En el libro I, 12, nos sorprende una descripción de la metamorfosis de las barnaclas. En efecto, ciertas creencias tradicionales consideraban a estas aves de la familia de las anátidas, y que crían en las regiones circumpolares, crustáceos desarrollados, una especie de percebes adultos. También en II, 15, hay otra cita de la zoología fantástica: un monstruo marino con forma de serpiente, que engulle a un tripulante del navío de Periandro.
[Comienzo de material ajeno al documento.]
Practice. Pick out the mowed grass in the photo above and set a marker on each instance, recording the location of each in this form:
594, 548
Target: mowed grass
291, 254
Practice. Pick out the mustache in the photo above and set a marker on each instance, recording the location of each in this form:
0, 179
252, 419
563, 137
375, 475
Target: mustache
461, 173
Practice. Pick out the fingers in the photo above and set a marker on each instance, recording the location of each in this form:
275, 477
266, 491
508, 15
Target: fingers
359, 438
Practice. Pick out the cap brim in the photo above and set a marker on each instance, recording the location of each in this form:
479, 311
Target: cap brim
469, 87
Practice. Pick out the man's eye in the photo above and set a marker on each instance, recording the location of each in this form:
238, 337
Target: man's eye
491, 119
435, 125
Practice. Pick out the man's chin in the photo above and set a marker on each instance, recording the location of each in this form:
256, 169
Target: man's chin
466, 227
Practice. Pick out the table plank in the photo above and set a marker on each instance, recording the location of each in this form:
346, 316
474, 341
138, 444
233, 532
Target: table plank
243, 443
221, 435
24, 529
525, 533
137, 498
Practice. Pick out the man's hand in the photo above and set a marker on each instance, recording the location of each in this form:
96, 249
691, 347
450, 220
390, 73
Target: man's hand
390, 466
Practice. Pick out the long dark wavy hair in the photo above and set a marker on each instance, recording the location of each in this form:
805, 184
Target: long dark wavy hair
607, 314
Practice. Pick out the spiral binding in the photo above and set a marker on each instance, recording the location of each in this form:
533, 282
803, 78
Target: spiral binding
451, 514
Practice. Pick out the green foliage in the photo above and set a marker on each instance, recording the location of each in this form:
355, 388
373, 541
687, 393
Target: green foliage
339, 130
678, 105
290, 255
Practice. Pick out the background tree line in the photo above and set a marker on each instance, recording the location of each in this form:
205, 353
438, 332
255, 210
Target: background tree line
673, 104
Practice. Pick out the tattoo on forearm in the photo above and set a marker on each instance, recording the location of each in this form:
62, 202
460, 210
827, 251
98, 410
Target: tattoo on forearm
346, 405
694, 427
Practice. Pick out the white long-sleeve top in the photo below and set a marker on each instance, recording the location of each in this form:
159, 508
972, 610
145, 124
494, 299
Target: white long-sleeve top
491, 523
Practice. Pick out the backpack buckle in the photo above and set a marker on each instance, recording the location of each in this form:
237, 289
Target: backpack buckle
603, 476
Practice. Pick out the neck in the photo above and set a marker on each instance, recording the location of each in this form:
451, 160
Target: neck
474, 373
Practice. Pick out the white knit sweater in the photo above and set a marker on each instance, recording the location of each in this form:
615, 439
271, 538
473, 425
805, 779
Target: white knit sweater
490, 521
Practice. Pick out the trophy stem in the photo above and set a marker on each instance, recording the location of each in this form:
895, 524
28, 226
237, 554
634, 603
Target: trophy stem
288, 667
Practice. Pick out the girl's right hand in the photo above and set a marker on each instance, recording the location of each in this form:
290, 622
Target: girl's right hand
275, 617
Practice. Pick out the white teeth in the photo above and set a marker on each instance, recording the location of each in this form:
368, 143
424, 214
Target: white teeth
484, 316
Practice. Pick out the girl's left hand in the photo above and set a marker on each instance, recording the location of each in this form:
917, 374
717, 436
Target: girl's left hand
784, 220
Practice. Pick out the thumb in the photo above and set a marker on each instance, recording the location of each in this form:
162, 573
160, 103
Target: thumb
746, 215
Poca gente asociaría toda esta profusión de elementos maravillosos con la literatura de Cervantes. Cuando en el libro tercero los peregrinos avistan la ciudad de Lisboa, en vez de gritar ¡Tierra!, ¡Tierra!, les dan ganas de gritar ¡Cielo!, ¡Cielo! Queda atrás el Norte bárbaro, con sus yermos helados y costumbres paganas. A estas alturas, los lectores medianamente torpes ya hemos perdido la cuenta de quién es quién en esta archienrevesada trama; no obstante, nos queda el gusto de una incursión fabulosa en un territorio donde las nieves eran muchas y los caminos ásperos, y la gente ninguna. Otro Cervantes distinto del de las llanuras ardientes a las que nos tiene acostumbrado el imaginario del arte contemporáneo; llanuras ardientes que, dicho sea de paso, ni siquiera existen en el Quijote, cuya Mancha ostenta más similitudes con la Arcadia o Bretaña artúrica, que con los paisajes de Azorín.




Miguel de Cervantes, Los trabajos de Persiles y Sigismunda, edición de Juan Bautista Avalle-Arce, Castalia, 2001.